Living on the lake, the farmers have no land to grow crops on, so they have to build it. They’ll use seaweed and other raw materials as a base and buy mud at the market to layer on top of that. The “islands” are many rows of long, thin strands within sections of water walled off with more seaweed piles. Most entrances were marked with a floating bamboo stick, presumably to help with wave control and to keep errant boats from floating too far away.

Tired from a long day of traveling, our driver brought us back to the hotel dock. We proceeded to unwind on the deck with cocktails and snacks while watching the sun tuck behind the lush, green mountains. All-in-all, a very good day… until the bugs arrived. Thankfully, we were prepared with bug spray and the hotel provided mosquito repellant in strategic places  throughout the grounds. According to the staff, November is the start of their cool season and that there’s no malaria to worry about. Fears eased, we retired to Dan and Chris’s chalet to enjoy wine acquired earlier from Red Mountain Estates. A few glasses later, we said goodnight and headed to our own chalet, opting to close all the screens and fire up the air conditioning. Temperatures at night were pleasant, though it was still warm and humid during the day, which lingered inside well after the sun had set. The landscape is borderline tropical and very green, despite its higher elevation.

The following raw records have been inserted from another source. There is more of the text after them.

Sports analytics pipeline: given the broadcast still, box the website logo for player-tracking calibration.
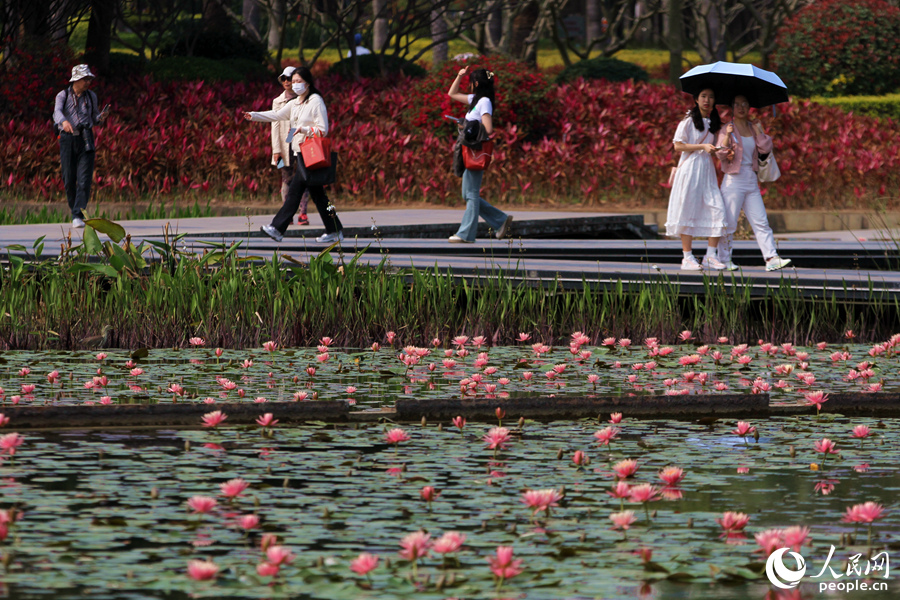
[766,548,806,590]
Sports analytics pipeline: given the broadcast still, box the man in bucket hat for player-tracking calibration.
[53,65,109,227]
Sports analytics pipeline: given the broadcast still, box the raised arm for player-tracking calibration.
[447,67,469,104]
[244,102,294,123]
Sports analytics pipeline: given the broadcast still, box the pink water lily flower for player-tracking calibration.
[256,413,278,427]
[238,515,259,531]
[843,502,884,523]
[188,560,219,581]
[659,467,684,485]
[384,427,410,444]
[219,477,250,498]
[400,530,431,561]
[628,483,659,503]
[594,427,619,446]
[482,427,509,450]
[256,562,281,577]
[187,496,217,514]
[609,510,637,531]
[716,511,750,531]
[0,432,25,456]
[431,531,466,554]
[522,489,562,515]
[350,552,378,575]
[488,546,524,583]
[266,546,294,566]
[813,438,838,455]
[202,410,228,427]
[612,458,637,479]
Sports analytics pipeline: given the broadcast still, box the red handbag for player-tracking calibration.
[300,131,331,170]
[463,140,494,171]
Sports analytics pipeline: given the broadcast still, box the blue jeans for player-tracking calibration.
[59,131,96,219]
[456,169,506,242]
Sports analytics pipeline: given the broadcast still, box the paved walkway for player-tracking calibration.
[0,209,900,299]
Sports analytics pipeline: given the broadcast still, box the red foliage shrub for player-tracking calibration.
[773,0,900,98]
[0,61,900,208]
[405,56,555,137]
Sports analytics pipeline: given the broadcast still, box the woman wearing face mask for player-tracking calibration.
[244,67,344,244]
[718,95,791,271]
[666,89,725,271]
[272,67,309,225]
[447,67,512,244]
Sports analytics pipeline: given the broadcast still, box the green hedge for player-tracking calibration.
[328,54,428,79]
[147,56,271,81]
[812,94,900,121]
[556,56,648,83]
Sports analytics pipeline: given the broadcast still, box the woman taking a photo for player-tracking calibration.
[666,89,725,271]
[244,67,344,244]
[718,95,791,271]
[447,67,512,244]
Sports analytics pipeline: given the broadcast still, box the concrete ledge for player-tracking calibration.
[397,394,769,421]
[0,401,350,430]
[0,393,900,431]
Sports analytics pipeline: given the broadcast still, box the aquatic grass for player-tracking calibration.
[0,235,900,349]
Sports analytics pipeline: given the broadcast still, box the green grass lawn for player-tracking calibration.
[69,21,760,70]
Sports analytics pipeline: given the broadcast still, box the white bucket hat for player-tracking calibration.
[69,65,95,83]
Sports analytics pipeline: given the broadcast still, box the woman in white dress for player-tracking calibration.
[717,95,791,271]
[666,89,725,271]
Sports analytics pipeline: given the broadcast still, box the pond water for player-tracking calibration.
[0,336,900,408]
[0,414,900,600]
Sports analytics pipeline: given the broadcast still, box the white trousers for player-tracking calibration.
[719,167,778,262]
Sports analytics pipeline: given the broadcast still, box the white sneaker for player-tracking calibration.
[703,256,725,271]
[494,215,512,240]
[681,254,703,271]
[766,256,791,271]
[259,225,284,242]
[316,231,344,244]
[725,260,740,271]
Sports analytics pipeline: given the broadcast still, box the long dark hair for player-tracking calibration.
[688,99,722,135]
[291,67,325,104]
[469,69,497,110]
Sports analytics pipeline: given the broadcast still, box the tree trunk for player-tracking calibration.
[486,4,503,48]
[269,0,286,51]
[431,4,450,71]
[203,0,231,32]
[84,0,116,74]
[510,2,540,63]
[372,0,388,53]
[241,0,262,42]
[666,0,684,89]
[584,0,603,46]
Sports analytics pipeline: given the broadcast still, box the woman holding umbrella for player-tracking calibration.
[670,61,790,271]
[718,94,791,271]
[666,88,725,271]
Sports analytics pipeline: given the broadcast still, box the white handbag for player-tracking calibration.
[756,152,781,183]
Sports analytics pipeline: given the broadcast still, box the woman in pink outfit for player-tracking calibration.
[718,94,791,271]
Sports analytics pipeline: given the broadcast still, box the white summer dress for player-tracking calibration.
[666,117,725,237]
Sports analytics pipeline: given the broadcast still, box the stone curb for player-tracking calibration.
[0,393,900,430]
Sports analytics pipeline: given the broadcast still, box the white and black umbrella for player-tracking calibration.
[681,61,790,108]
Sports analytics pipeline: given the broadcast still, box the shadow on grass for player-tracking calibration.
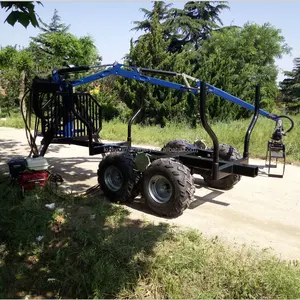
[0,177,170,299]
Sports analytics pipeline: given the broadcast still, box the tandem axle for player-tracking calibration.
[19,64,294,217]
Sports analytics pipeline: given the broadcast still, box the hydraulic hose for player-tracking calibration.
[20,89,38,157]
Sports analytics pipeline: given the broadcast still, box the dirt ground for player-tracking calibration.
[0,127,300,259]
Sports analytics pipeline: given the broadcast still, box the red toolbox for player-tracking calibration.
[19,171,49,191]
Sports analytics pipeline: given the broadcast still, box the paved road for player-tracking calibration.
[0,127,300,259]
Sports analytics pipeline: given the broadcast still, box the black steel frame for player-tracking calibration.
[34,82,260,180]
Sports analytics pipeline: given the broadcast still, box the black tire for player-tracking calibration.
[141,158,195,218]
[97,152,140,203]
[203,144,242,190]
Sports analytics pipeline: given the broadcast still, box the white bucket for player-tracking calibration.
[26,156,49,171]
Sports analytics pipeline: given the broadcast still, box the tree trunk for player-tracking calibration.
[19,71,26,114]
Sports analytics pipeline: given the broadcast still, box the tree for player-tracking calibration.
[131,1,172,39]
[1,1,42,28]
[117,2,179,126]
[189,23,290,119]
[279,57,300,113]
[29,10,101,73]
[0,46,33,114]
[39,9,70,33]
[170,1,229,52]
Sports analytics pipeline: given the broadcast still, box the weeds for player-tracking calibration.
[0,172,300,299]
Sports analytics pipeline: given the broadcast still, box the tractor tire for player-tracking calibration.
[141,158,195,218]
[97,152,140,203]
[203,144,242,190]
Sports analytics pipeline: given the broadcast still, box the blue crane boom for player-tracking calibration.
[52,63,280,121]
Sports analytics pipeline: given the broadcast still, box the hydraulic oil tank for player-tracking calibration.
[26,156,49,171]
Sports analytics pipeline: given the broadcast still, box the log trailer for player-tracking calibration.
[19,63,294,217]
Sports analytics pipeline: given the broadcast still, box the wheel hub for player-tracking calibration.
[149,175,173,203]
[104,166,123,192]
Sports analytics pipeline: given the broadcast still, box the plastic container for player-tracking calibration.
[7,156,27,179]
[26,156,49,171]
[19,171,49,191]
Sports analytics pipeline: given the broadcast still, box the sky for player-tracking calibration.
[0,1,300,81]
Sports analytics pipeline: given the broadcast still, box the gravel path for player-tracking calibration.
[0,127,300,259]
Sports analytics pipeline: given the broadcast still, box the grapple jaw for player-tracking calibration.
[266,116,294,178]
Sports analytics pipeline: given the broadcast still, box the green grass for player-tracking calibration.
[0,172,300,299]
[0,116,300,163]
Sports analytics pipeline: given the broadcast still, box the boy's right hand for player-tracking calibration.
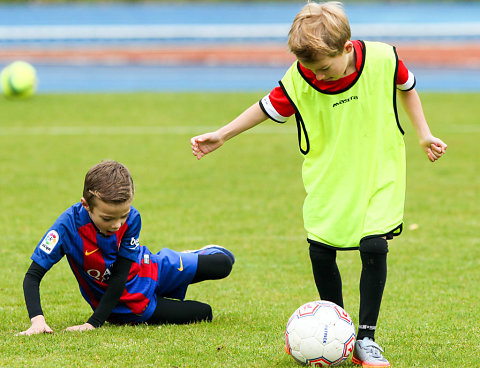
[190,132,224,160]
[17,315,53,335]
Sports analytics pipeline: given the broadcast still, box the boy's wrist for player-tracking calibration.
[30,314,45,325]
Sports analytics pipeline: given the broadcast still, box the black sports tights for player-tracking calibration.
[148,253,232,324]
[310,237,388,339]
[310,244,343,308]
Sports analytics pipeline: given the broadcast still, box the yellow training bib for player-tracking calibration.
[280,42,406,249]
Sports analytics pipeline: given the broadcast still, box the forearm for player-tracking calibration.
[87,257,133,327]
[217,102,268,141]
[398,89,432,142]
[23,262,47,319]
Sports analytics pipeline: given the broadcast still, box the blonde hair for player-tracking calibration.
[83,160,135,208]
[288,1,351,62]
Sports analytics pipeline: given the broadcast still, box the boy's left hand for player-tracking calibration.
[65,323,95,331]
[420,136,447,162]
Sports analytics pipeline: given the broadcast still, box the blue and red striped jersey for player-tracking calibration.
[31,203,159,322]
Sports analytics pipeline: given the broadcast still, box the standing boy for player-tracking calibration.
[191,2,447,367]
[20,161,235,335]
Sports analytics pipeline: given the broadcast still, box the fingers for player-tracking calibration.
[15,326,53,336]
[427,142,447,162]
[190,137,203,160]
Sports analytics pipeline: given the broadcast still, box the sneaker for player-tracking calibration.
[182,244,235,264]
[352,337,390,367]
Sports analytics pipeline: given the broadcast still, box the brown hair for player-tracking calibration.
[288,1,351,62]
[83,160,135,208]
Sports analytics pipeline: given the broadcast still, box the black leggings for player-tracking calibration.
[147,253,232,324]
[310,237,388,340]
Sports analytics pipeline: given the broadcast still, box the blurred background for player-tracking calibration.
[0,1,480,93]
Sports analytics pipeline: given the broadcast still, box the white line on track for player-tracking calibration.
[0,125,295,136]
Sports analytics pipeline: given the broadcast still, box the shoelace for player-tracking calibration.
[363,341,385,359]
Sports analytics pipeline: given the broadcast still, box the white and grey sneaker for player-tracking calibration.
[352,337,390,367]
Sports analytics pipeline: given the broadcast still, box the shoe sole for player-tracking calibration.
[352,357,390,368]
[195,244,235,264]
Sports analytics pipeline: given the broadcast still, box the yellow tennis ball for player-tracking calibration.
[0,61,37,97]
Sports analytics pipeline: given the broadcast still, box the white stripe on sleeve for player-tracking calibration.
[260,95,288,123]
[397,70,415,91]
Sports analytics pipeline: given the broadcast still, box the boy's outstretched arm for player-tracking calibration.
[18,262,53,335]
[398,89,447,162]
[190,102,268,160]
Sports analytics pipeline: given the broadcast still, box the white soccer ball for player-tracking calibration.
[285,300,355,367]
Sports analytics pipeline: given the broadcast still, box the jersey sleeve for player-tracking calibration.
[259,86,295,123]
[31,214,71,270]
[118,207,142,262]
[397,60,416,91]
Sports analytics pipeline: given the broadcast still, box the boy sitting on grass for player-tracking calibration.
[191,2,447,367]
[20,161,235,335]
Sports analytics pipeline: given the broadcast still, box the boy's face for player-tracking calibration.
[300,41,355,82]
[81,198,132,236]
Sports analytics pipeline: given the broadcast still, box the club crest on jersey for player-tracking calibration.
[40,230,60,254]
[130,236,140,249]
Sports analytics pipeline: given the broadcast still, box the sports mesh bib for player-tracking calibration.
[280,42,405,249]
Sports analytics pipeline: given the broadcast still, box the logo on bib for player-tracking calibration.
[40,230,60,254]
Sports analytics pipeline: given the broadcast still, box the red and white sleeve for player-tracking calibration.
[260,87,295,123]
[397,60,415,91]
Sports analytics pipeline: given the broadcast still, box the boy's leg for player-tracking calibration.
[147,297,212,324]
[352,237,390,367]
[357,237,388,340]
[186,245,235,284]
[310,244,343,308]
[190,253,233,284]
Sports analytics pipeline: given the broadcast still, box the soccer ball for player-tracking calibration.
[285,300,355,367]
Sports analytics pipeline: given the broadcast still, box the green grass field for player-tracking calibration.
[0,93,480,368]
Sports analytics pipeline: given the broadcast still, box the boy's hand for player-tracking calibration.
[420,136,447,162]
[190,132,224,160]
[65,322,95,331]
[17,315,53,336]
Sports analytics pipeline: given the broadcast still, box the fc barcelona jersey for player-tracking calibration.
[31,203,158,322]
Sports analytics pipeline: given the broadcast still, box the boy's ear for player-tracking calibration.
[80,197,90,212]
[344,41,353,53]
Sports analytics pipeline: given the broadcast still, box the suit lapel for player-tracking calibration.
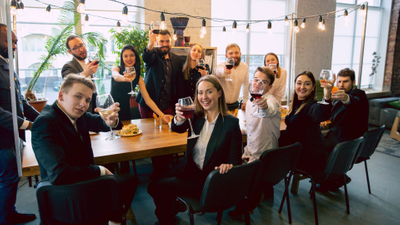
[203,114,223,168]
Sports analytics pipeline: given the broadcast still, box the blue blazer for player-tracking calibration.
[0,58,39,149]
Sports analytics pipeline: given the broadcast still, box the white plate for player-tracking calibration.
[115,130,143,137]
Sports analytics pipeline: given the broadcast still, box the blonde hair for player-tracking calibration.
[194,75,230,118]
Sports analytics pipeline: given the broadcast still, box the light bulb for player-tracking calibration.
[76,3,85,13]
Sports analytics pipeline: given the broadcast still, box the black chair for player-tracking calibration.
[259,142,302,224]
[177,160,262,225]
[296,137,364,224]
[36,176,123,225]
[354,125,385,194]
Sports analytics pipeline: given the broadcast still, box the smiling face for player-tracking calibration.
[197,81,221,112]
[122,49,136,67]
[295,75,315,100]
[58,83,93,119]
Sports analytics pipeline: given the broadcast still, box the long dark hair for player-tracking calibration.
[290,71,316,115]
[119,45,141,76]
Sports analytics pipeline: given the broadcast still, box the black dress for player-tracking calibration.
[279,100,332,172]
[110,66,140,120]
[183,64,210,100]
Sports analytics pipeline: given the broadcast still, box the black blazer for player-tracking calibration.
[171,114,242,179]
[325,89,369,149]
[32,101,122,185]
[136,47,185,110]
[0,59,39,149]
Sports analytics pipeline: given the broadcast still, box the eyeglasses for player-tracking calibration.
[72,44,85,51]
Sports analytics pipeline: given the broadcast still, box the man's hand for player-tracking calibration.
[215,164,233,174]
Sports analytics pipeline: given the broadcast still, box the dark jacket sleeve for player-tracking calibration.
[32,117,100,185]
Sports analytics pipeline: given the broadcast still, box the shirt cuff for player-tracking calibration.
[174,116,186,126]
[19,120,29,130]
[99,166,106,176]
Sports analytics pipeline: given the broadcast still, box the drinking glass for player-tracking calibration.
[318,70,333,105]
[249,78,265,118]
[225,58,235,81]
[149,21,160,47]
[178,97,199,139]
[96,94,117,141]
[125,66,136,95]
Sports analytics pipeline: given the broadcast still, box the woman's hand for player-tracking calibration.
[215,164,233,174]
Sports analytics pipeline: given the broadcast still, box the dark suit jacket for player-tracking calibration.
[61,57,83,78]
[0,58,39,149]
[325,89,369,149]
[171,114,242,180]
[32,101,122,185]
[136,48,185,110]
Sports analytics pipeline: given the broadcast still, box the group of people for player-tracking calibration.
[0,24,368,224]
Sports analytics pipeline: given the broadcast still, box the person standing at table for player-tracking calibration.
[61,34,99,113]
[136,30,185,179]
[215,44,249,111]
[110,45,172,123]
[279,71,335,172]
[317,68,369,191]
[264,52,287,105]
[32,74,138,222]
[147,76,242,225]
[183,44,210,99]
[0,23,39,225]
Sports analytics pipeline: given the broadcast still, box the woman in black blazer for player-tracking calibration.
[148,76,242,224]
[279,71,334,172]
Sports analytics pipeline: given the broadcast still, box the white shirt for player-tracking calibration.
[215,62,249,104]
[268,67,287,105]
[243,93,281,162]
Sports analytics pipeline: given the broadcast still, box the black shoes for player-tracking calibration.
[13,213,36,224]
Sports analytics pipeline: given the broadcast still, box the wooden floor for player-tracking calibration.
[16,152,400,225]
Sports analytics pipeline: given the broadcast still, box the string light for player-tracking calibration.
[293,19,300,33]
[160,12,167,30]
[300,18,306,28]
[200,19,207,36]
[10,0,17,16]
[117,20,122,34]
[76,0,85,14]
[122,6,128,24]
[232,20,237,35]
[343,9,349,26]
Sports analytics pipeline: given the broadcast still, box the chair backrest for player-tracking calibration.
[260,142,302,185]
[36,176,122,225]
[355,125,385,162]
[325,137,364,176]
[200,160,262,213]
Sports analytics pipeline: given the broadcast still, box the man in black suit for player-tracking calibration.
[32,74,138,222]
[136,30,185,177]
[61,34,99,113]
[0,24,39,225]
[318,68,369,191]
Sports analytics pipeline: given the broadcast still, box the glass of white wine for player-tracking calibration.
[96,94,118,141]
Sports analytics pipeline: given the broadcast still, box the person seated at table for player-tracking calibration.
[110,45,172,123]
[32,74,138,222]
[147,76,242,224]
[279,71,335,172]
[183,44,210,99]
[264,52,287,105]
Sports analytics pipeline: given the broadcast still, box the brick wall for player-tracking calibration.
[383,0,400,95]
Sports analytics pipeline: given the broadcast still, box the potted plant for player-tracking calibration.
[25,1,107,111]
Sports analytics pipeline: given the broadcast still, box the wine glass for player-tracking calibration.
[125,66,136,95]
[96,94,117,141]
[178,97,199,139]
[149,21,160,47]
[249,78,265,118]
[318,70,333,105]
[225,58,235,81]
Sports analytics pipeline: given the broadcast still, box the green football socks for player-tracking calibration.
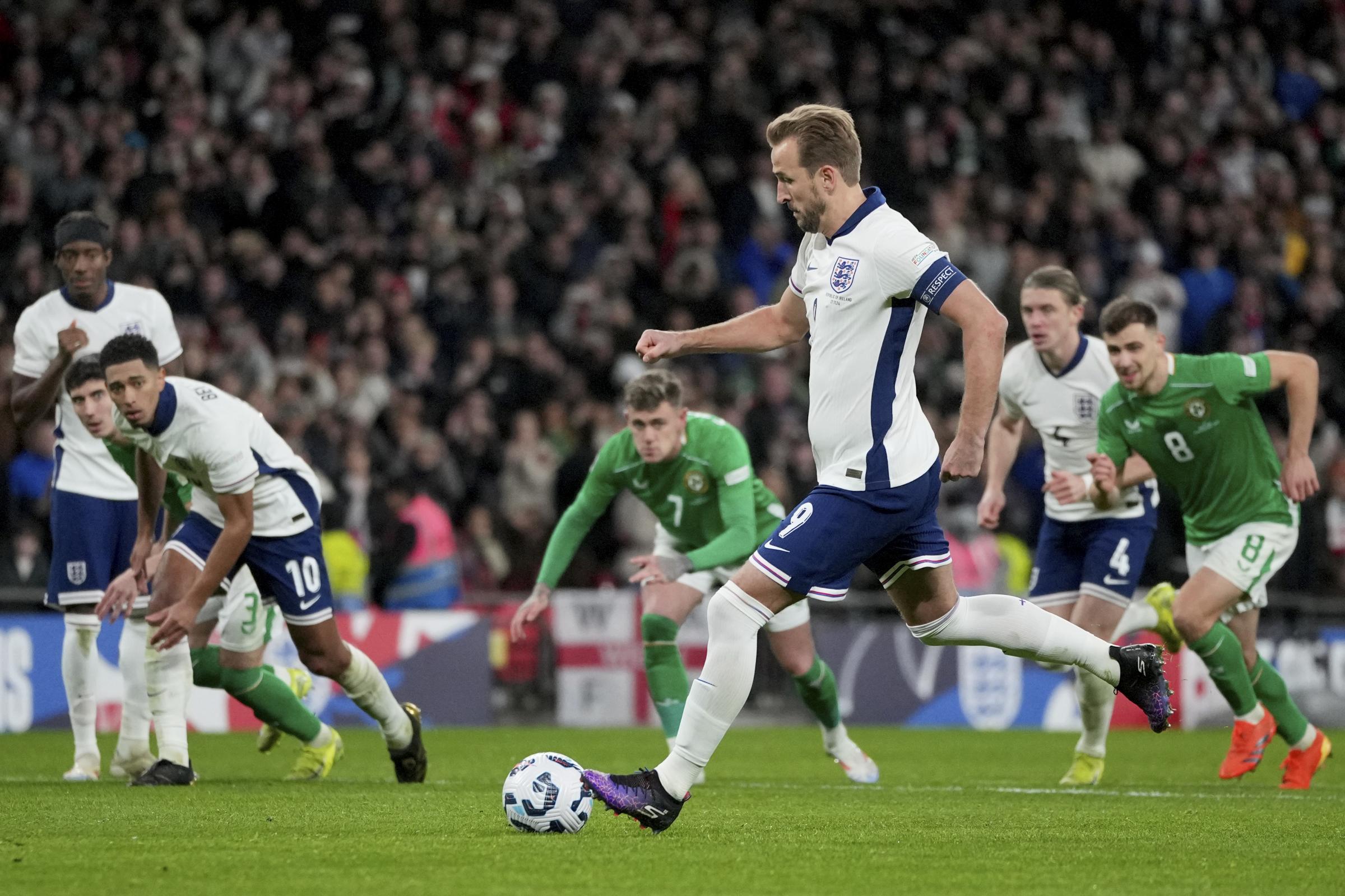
[640,614,692,737]
[794,655,841,729]
[1251,657,1307,747]
[191,646,320,744]
[1186,621,1259,718]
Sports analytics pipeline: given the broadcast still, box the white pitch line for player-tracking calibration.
[722,782,1341,801]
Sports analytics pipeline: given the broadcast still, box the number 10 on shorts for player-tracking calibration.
[285,557,323,597]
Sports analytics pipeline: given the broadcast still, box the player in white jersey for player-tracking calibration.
[10,211,183,781]
[978,265,1158,784]
[100,335,426,784]
[584,105,1170,832]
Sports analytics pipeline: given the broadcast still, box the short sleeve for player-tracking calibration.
[149,292,182,365]
[878,225,967,313]
[13,308,57,379]
[1204,351,1270,405]
[1097,393,1131,473]
[790,234,813,299]
[198,425,261,495]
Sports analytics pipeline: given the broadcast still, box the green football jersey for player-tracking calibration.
[537,412,784,588]
[102,439,191,523]
[1097,352,1294,545]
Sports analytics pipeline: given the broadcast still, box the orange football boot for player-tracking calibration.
[1279,732,1332,790]
[1218,706,1275,781]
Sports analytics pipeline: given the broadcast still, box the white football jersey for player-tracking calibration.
[790,187,966,491]
[13,281,182,500]
[117,377,319,537]
[999,336,1154,522]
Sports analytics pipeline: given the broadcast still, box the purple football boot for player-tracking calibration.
[584,768,683,834]
[1110,644,1173,732]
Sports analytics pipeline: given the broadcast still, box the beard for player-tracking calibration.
[794,199,827,233]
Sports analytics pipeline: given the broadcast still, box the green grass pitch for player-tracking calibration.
[0,728,1345,896]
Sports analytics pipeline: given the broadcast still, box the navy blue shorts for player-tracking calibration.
[165,475,332,625]
[43,489,140,607]
[1028,502,1158,607]
[750,460,949,600]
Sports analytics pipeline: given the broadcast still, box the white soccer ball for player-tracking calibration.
[503,754,593,834]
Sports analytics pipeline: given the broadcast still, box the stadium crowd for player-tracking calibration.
[0,0,1345,593]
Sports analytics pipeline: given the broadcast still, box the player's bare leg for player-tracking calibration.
[289,616,429,783]
[888,565,1171,732]
[767,613,878,784]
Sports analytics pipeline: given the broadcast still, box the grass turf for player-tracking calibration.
[0,728,1345,896]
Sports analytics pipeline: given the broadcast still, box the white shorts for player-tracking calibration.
[653,523,808,632]
[1186,504,1298,621]
[196,564,276,654]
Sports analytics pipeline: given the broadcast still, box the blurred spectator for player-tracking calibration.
[10,420,57,518]
[0,0,1345,588]
[370,477,461,610]
[323,500,369,610]
[0,522,51,589]
[1181,244,1237,354]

Adam and I again split a “room,” which was a free-standing chalet perched up on bamboo sticks and partially over the lake. It had a massive vaulted ceiling made of tightly woven leaves and was a pretty good-sized space. We had a lounge area and an outdoor deck overlooking (and over) the water, two twin beds, and a bathroom area. Though westernized with flushes and an entertaining kitchen sink-style spray gun, which can only be assumed for use as a bidet, the bathroom had no roof. Needless to say, privacy was limited.